Distributable income rose 30 per cent to R466.1 million to end-August, Octodec reported yesterday, with the landlord upping its dividend 160 per cent to 130c per share, representing about a R346 million payout.
Invests
JSE-listed Octodec is a real estate investment trust (REIT) that invests in the residential, retail, shopping centre, office, industrial property and specialised sectors. Octodec’s portfolio comprises 246 properties located in the metropolitan areas of Tshwane and Johannesburg, is valued at R11 billion. Residential income accounts for just under a third of the firm’s revenue, and retail just under a quarter.
Renewals
Although there has been a continued downward resetting of rentals across most sectors, from an Octodec perspective, several renewals are being concluded at increased rentals and demand for space in both Johannesburg and Tshwane CBDs remains strong, it said yesterday.

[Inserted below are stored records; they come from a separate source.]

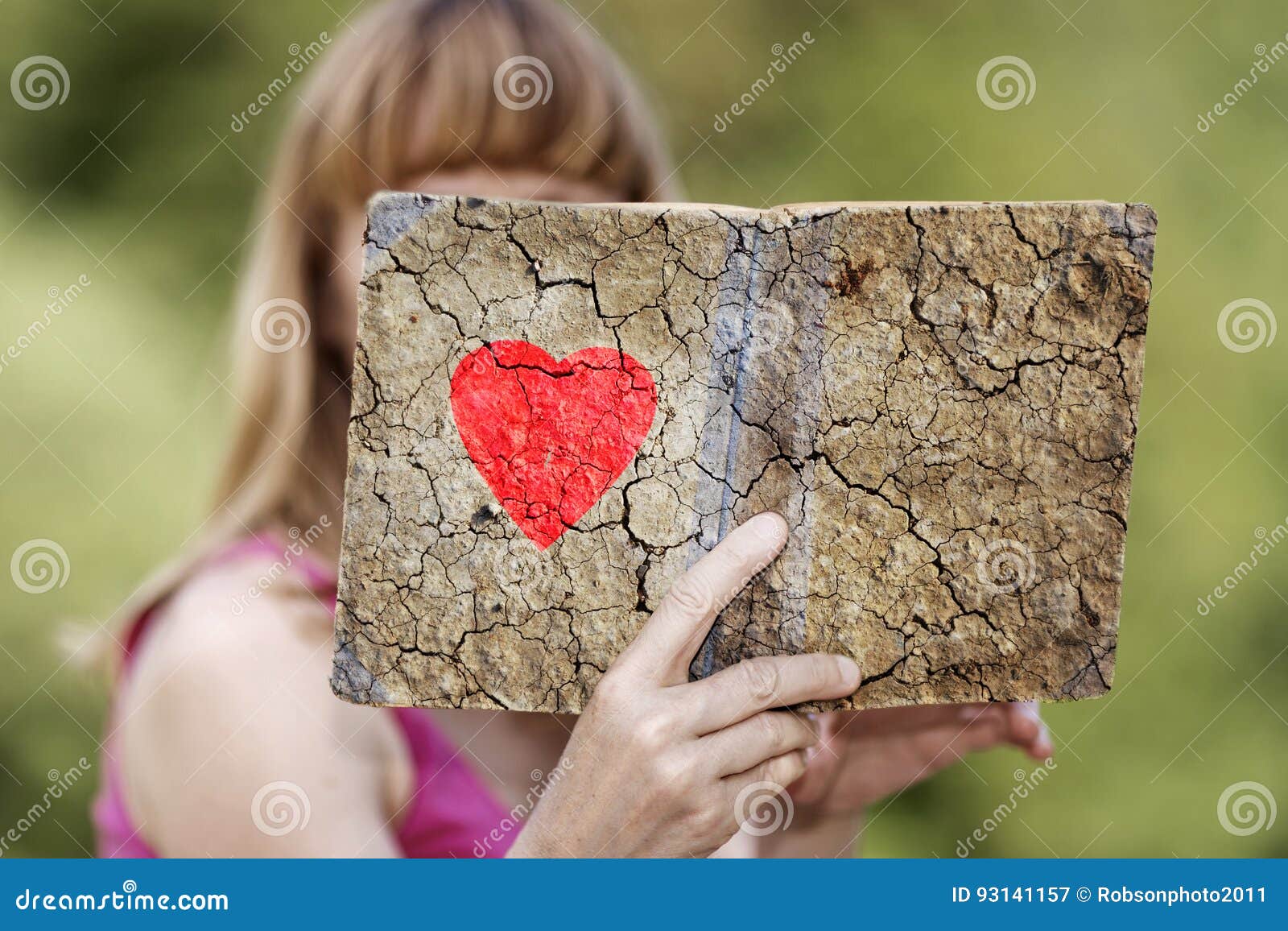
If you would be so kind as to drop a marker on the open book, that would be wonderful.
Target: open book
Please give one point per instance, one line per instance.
(559, 408)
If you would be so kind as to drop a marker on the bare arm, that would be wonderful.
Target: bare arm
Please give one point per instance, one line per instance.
(232, 743)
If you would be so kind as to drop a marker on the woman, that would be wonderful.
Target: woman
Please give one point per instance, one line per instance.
(225, 738)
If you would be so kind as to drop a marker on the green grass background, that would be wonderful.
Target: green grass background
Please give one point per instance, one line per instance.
(111, 422)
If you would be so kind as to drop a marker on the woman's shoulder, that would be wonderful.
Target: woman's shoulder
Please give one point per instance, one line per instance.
(229, 691)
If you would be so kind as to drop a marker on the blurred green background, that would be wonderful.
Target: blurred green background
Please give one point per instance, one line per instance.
(113, 418)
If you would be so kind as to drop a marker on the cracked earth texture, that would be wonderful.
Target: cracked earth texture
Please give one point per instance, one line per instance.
(942, 400)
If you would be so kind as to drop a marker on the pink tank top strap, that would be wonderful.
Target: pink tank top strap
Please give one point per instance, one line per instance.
(450, 811)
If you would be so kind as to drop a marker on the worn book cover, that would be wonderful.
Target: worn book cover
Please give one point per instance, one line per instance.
(557, 409)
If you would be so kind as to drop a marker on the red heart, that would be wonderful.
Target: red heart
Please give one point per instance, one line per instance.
(551, 436)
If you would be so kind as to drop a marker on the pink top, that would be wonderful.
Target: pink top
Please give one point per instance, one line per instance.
(450, 813)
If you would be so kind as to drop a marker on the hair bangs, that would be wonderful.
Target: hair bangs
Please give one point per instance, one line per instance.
(497, 84)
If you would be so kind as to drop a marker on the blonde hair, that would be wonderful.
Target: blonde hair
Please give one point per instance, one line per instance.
(419, 87)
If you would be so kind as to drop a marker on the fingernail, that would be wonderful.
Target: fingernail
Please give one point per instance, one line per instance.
(849, 672)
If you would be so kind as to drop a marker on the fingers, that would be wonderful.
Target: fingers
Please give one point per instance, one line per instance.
(1027, 731)
(757, 795)
(753, 742)
(755, 685)
(671, 637)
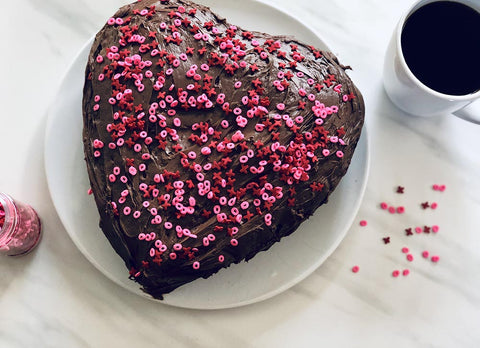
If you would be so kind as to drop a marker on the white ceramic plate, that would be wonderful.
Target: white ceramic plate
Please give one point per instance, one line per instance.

The group had also refinanced its debt, which amid disposals fell 10 per cent to a net R4.34 billion, while the group also reported ‘pleasing’ residential income growth of 7.6 per cent, which followed a return of students to universities, as well as a pick up of activity at OR Tambo airport.
The firm has also been bulking up its value-proposition through initiatives such as furnished offerings, and free wifi.
“There is a clear demand for affordable, quality accommodation in both the Tshwane and Johannesburg CBDs,” said MD Jeffrey Wapnick in a statement.
“Due to the success of our value-enhancing initiatives, we have seen an impressive 33 per cent increase in leasing enquiries.”
“Our CBD assets are well located in convenient locations with high foot traffic,” said Wapnick.